# Solutions around ordinary points

1. Feb 11, 2015

### Zondrina

I did this quite a while ago, and I wanted to know something specific.

Suppose we have a well behaved, second order, linear, homogeneous, ordinary differential equation. Suppose further all points are ordinary, and so we can seek an ordinary solution about $x_0 = 0$. Then the solution takes the form:

$$y = \sum_{n = 0}^{\infty} a_n (x - x_0)^n = \sum_{n = 0}^{\infty} a_n x^n = \sum_{k = 0}^{\infty} a_{2k} x^{2k} + \sum_{k = 0}^{\infty} a_{2k + 1} x^{2k + 1}$$

Where we may deduce $a_n$ from a recurrence relation on $n$.
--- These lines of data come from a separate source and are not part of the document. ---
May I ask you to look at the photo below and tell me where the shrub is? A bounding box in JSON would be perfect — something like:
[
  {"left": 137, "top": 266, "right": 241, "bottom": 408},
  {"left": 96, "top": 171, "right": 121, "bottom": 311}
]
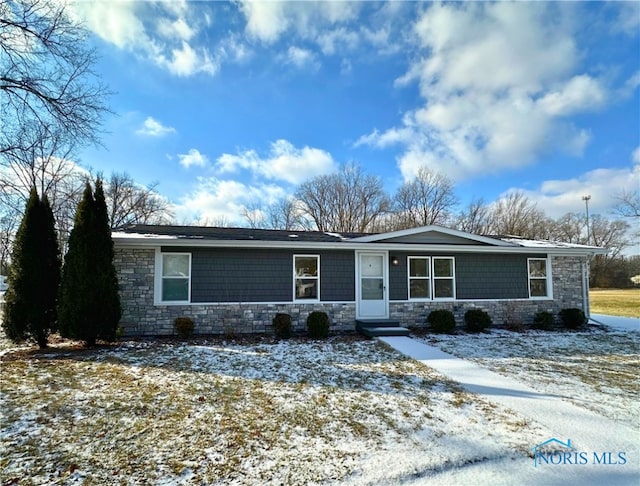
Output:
[
  {"left": 464, "top": 309, "right": 492, "bottom": 333},
  {"left": 174, "top": 316, "right": 195, "bottom": 339},
  {"left": 533, "top": 311, "right": 554, "bottom": 330},
  {"left": 427, "top": 309, "right": 456, "bottom": 334},
  {"left": 559, "top": 308, "right": 586, "bottom": 329},
  {"left": 307, "top": 311, "right": 330, "bottom": 339},
  {"left": 273, "top": 313, "right": 293, "bottom": 339}
]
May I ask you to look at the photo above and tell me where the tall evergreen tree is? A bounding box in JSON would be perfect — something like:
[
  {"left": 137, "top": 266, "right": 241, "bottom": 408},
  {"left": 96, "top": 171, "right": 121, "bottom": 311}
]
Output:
[
  {"left": 58, "top": 179, "right": 121, "bottom": 346},
  {"left": 91, "top": 178, "right": 121, "bottom": 341},
  {"left": 58, "top": 182, "right": 96, "bottom": 345},
  {"left": 2, "top": 187, "right": 60, "bottom": 348}
]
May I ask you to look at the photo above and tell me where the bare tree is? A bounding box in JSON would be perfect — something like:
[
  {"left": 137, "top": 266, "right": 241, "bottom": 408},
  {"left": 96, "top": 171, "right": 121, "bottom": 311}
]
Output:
[
  {"left": 547, "top": 212, "right": 587, "bottom": 244},
  {"left": 613, "top": 189, "right": 640, "bottom": 218},
  {"left": 487, "top": 192, "right": 551, "bottom": 239},
  {"left": 0, "top": 126, "right": 86, "bottom": 250},
  {"left": 452, "top": 198, "right": 491, "bottom": 235},
  {"left": 1, "top": 0, "right": 110, "bottom": 159},
  {"left": 296, "top": 163, "right": 390, "bottom": 232},
  {"left": 242, "top": 198, "right": 313, "bottom": 230},
  {"left": 104, "top": 172, "right": 173, "bottom": 229},
  {"left": 392, "top": 167, "right": 458, "bottom": 229}
]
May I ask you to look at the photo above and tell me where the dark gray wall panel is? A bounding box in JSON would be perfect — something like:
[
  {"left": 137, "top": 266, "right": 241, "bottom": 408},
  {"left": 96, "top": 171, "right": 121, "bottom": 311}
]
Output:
[
  {"left": 388, "top": 252, "right": 535, "bottom": 301},
  {"left": 162, "top": 247, "right": 354, "bottom": 302},
  {"left": 455, "top": 254, "right": 530, "bottom": 299},
  {"left": 320, "top": 250, "right": 355, "bottom": 301}
]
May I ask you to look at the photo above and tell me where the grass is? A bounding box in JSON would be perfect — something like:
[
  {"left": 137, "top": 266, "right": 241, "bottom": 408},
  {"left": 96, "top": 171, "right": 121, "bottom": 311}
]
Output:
[
  {"left": 590, "top": 288, "right": 640, "bottom": 318},
  {"left": 1, "top": 336, "right": 542, "bottom": 485}
]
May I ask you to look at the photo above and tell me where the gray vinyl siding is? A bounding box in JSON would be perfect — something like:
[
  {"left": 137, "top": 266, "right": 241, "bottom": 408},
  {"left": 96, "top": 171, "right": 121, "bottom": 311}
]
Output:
[
  {"left": 162, "top": 247, "right": 354, "bottom": 303},
  {"left": 389, "top": 252, "right": 537, "bottom": 300}
]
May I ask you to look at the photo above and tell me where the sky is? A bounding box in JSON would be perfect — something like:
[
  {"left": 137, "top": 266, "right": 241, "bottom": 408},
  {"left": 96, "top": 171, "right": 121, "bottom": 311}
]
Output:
[{"left": 71, "top": 0, "right": 640, "bottom": 232}]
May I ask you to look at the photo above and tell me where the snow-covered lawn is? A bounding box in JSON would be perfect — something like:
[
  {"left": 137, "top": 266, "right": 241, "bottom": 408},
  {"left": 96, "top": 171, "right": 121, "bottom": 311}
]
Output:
[
  {"left": 2, "top": 326, "right": 637, "bottom": 485},
  {"left": 417, "top": 326, "right": 640, "bottom": 430},
  {"left": 1, "top": 335, "right": 549, "bottom": 485}
]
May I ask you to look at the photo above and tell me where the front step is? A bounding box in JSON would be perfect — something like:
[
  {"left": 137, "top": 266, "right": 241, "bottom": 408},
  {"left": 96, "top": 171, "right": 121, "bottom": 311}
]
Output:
[{"left": 356, "top": 319, "right": 410, "bottom": 337}]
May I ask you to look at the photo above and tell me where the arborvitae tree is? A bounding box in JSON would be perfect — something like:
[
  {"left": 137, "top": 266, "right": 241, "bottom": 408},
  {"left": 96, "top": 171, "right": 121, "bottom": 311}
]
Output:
[
  {"left": 58, "top": 180, "right": 121, "bottom": 346},
  {"left": 40, "top": 194, "right": 62, "bottom": 336},
  {"left": 2, "top": 187, "right": 60, "bottom": 348},
  {"left": 91, "top": 178, "right": 121, "bottom": 341},
  {"left": 58, "top": 182, "right": 96, "bottom": 345}
]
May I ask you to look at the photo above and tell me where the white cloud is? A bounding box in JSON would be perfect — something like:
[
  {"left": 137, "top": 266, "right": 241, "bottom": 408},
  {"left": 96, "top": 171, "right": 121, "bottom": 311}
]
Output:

Now my question is, if I chose $x_0 = (a \neq 0) \in \mathbb{R}$ instead of $x_0 = 0$, would the solution take the form:

$$y = \sum_{n = 0}^{\infty} a_n (x - x_0)^n = \sum_{n = 0}^{\infty} a_n (x - a)^n = \sum_{k = 0}^{\infty} a_{2k} (x - a)^{2k} + \sum_{k = 0}^{\infty} a_{2k + 1} (x - a)^{2k + 1}$$

?

Thank you.

2. Feb 11, 2015

### mathman

Yes: all that is happening is the infinite sum is being divided into two sums, even index terms and odd index terms.